From: Ralf Jung <post@ralfj.de>
Date: Fri, 13 Jul 2018 15:19:49 +0000 (+0200)
Subject: new post on Arc bug
X-Git-Url: https://git.ralfj.de/web.git/commitdiff_plain/44d57d645bd780a2cf354fa7c848bbbf9bcfbc20

new post on Arc bug
---

diff --git a/ralf/_posts/2017-06-09-mutexguard-sync.md b/ralf/_posts/2017-06-09-mutexguard-sync.md
index 62ac7de..0d12ee8 100644
--- a/ralf/_posts/2017-06-09-mutexguard-sync.md
+++ b/ralf/_posts/2017-06-09-mutexguard-sync.md
@@ -1,6 +1,6 @@
 ---
 title: How MutexGuard was Sync When It Should Not Have Been
-categories: rust
+categories: rust research
 reddit: /rust/comments/6gavfe/how_mutexguard_was_sync_when_it_should_not_have/
 ---
 
diff --git a/ralf/_posts/2018-07-13-arc-synchronization.md b/ralf/_posts/2018-07-13-arc-synchronization.md
new file mode 100644
index 0000000..dd1e490
--- /dev/null
+++ b/ralf/_posts/2018-07-13-arc-synchronization.md
@@ -0,0 +1,188 @@
+---
+title: "The Tale of a Bug in Arc: Sychronization and Data Races"

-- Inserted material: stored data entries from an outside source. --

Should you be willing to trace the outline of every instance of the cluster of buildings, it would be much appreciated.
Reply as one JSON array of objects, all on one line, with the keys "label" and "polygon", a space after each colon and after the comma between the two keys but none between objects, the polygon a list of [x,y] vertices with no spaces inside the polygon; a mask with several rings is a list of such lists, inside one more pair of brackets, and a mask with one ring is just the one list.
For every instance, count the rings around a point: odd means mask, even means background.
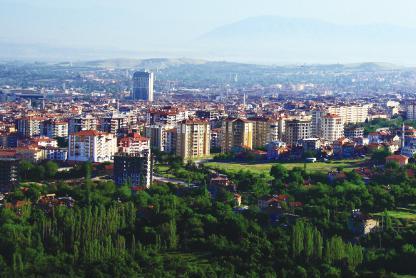
[{"label": "cluster of buildings", "polygon": [[[416,133],[410,128],[364,136],[360,127],[367,120],[400,112],[416,119],[413,102],[377,106],[364,100],[247,99],[247,90],[244,97],[232,101],[224,100],[228,91],[222,97],[201,100],[200,89],[183,89],[178,94],[188,99],[178,102],[169,99],[168,93],[155,99],[151,72],[135,72],[130,81],[129,97],[42,98],[36,107],[32,100],[6,99],[0,108],[0,173],[9,175],[0,179],[16,182],[14,169],[22,159],[110,162],[118,185],[149,187],[152,151],[174,154],[183,161],[218,152],[252,151],[268,160],[298,158],[310,151],[353,157],[380,147],[400,150],[408,157],[416,153]],[[5,181],[1,183],[10,184]]]}]

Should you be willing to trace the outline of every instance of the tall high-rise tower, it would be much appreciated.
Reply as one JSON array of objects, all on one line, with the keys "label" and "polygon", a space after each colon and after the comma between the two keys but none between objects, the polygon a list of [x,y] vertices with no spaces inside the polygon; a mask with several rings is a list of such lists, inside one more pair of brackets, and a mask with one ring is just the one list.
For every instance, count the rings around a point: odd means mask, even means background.
[{"label": "tall high-rise tower", "polygon": [[133,91],[134,100],[153,101],[153,72],[137,71],[133,74]]}]

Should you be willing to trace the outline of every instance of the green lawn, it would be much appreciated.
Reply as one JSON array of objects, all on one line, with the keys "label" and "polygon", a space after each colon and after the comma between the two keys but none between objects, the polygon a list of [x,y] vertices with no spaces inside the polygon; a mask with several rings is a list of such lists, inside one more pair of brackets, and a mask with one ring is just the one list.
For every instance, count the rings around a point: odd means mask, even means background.
[{"label": "green lawn", "polygon": [[[392,218],[416,221],[416,213],[414,213],[412,210],[389,210],[387,213]],[[374,215],[383,216],[384,212],[374,213]]]},{"label": "green lawn", "polygon": [[[355,168],[358,168],[360,163],[364,160],[339,160],[331,162],[315,162],[315,163],[306,163],[306,170],[311,172],[324,172],[336,170],[338,167],[344,169],[344,171],[352,171]],[[276,163],[234,163],[234,162],[208,162],[204,165],[208,168],[214,170],[221,170],[227,172],[238,172],[240,170],[248,170],[256,173],[266,173],[270,172],[272,165]],[[293,169],[294,167],[304,167],[304,163],[281,163],[288,170]]]},{"label": "green lawn", "polygon": [[157,165],[158,168],[158,175],[165,177],[165,178],[175,178],[175,176],[169,172],[169,166],[167,165]]}]

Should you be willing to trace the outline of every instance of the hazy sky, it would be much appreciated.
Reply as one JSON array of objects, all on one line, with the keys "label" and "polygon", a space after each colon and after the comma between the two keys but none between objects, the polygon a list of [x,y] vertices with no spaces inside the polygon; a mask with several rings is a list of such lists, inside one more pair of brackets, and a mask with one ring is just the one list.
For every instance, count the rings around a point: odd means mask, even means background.
[{"label": "hazy sky", "polygon": [[[0,0],[0,56],[42,59],[53,56],[46,48],[36,48],[43,45],[49,49],[56,47],[56,59],[66,55],[75,58],[78,52],[66,54],[63,50],[79,49],[89,51],[82,57],[125,54],[229,60],[234,59],[229,53],[208,53],[201,57],[200,49],[192,43],[216,27],[262,15],[319,19],[342,25],[384,23],[416,28],[415,12],[415,0]],[[19,50],[16,43],[35,46],[26,45]],[[370,55],[373,51],[358,48],[362,53],[356,57],[340,54],[336,61],[349,58],[408,63],[409,55],[414,52],[400,48],[392,51],[385,45],[384,48],[374,58]],[[308,51],[309,48],[303,50],[311,57]],[[389,58],[391,53],[403,55]],[[244,59],[247,56],[241,55]],[[326,56],[319,56],[317,61],[324,61]],[[277,59],[292,61],[293,57],[281,54]]]},{"label": "hazy sky", "polygon": [[414,0],[0,0],[0,43],[165,49],[247,17],[416,28]]}]

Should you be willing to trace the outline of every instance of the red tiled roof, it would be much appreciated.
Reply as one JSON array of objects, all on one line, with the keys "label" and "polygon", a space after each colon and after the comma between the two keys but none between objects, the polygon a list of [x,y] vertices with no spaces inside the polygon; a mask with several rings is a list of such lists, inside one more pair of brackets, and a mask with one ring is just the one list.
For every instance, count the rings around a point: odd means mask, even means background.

+categories: rust research
+---
+
+While I was busy doing Rust-unelated research, [RustBelt](https://plv.mpi-sws.org/rustbelt/) continues to move and recently found another bug (after [a missing `impl !Sync` that we found previously]({{ site.baseurl }}{% post_url 2017-06-09-mutexguard-sync %})): It turns out that `Arc::get_mut` did [not perform sufficient synchronization](https://github.com/rust-lang/rust/issues/51780), leading to a data race.
+
+Notice that I am just the messenger here, the bug was actually found by [Hai](https://people.mpi-sws.org/~haidang/) and [Jacques-Henri](https://jhjourdan.mketjh.fr/).
+Still, I'd like to use this opportunity to talk a bit about weak memory, synchronization and data races.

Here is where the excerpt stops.